Between Aceh and Papua lie thousands of islands and almost as many headaches for Indonesian President Susilo Bambang Yudhoyono. He will nevertheless use this poll to gauge support for his Democrat Party ahead of the main political event, presidential elections slated for July 8. Analysts expect Yudhoyono's personal popularity will entice smaller parties into a broader coalition with him -- if required -- after the presidential poll, while also prompting other parties to forge alliances in order to defeat him.
Most notable among the latter is Indonesian vice president and Golka chairman Yusuf Kalla, whose ambitions extend to the top job. Golkar, which has dominated Indonesian politics for the most part since independence, is reportedly considering an alliance with the Democratic Party for Struggle (PDI-P), whose figurehead is former president Megawati Sukarnoputri.
However, any alliances will depend on the cross-currents that emerge from next week's parliamentary poll, which will also decide what parties can field which candidates.
Traditionally local elections do not always reflect general sentiment at the national level. This was evident at the 2004 poll when Yudhoyono's Democrats got just over 10 percent of the parliamentary vote. Three months later, Yudhoyono resoundingly won the presidency with a crushing 61 percent majority.
However, a political party or a coalition of parties wishing to field a candidate in the next presidential election will have to win 25 percent of the vote at the April parliamentary poll.
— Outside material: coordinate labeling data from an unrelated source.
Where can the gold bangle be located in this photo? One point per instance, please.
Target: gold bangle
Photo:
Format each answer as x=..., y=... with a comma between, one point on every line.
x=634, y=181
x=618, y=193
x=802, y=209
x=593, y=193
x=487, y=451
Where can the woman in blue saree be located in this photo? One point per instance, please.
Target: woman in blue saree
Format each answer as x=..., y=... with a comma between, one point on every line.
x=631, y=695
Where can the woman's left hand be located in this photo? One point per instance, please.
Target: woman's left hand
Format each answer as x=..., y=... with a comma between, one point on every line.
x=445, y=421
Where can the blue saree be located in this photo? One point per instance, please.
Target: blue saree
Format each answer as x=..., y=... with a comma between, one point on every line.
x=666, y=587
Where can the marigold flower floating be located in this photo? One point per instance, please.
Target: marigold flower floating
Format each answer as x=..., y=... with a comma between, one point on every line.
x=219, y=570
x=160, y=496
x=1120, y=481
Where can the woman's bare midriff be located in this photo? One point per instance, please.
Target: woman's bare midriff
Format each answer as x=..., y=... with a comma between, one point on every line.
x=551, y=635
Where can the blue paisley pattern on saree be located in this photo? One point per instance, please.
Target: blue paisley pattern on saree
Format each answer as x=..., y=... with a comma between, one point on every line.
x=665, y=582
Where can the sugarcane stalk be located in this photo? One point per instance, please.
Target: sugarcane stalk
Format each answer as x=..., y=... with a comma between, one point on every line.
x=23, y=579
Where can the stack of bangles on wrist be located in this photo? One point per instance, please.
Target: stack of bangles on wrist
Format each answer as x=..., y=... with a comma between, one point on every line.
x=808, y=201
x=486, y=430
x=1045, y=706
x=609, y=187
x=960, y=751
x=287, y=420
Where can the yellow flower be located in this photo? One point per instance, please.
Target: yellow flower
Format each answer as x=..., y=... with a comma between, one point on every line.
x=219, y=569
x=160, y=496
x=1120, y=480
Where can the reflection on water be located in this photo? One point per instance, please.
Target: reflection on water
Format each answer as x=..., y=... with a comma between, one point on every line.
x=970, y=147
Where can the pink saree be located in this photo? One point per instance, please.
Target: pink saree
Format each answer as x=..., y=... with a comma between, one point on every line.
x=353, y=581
"That rather complicates things," regional analyst Greg Barton of Monash University in Melbourne said recently. "It's expected that Yudhoyono's Democrat Part will do very well next month precisely because of his popularity. Then we will see a sort of mutual reinforcing, I think, of presidential popularity and the popularity of his party," Barton added.
Luke Hunt is a Hong Kong-based correspondent and a World Politics Review contributing editor.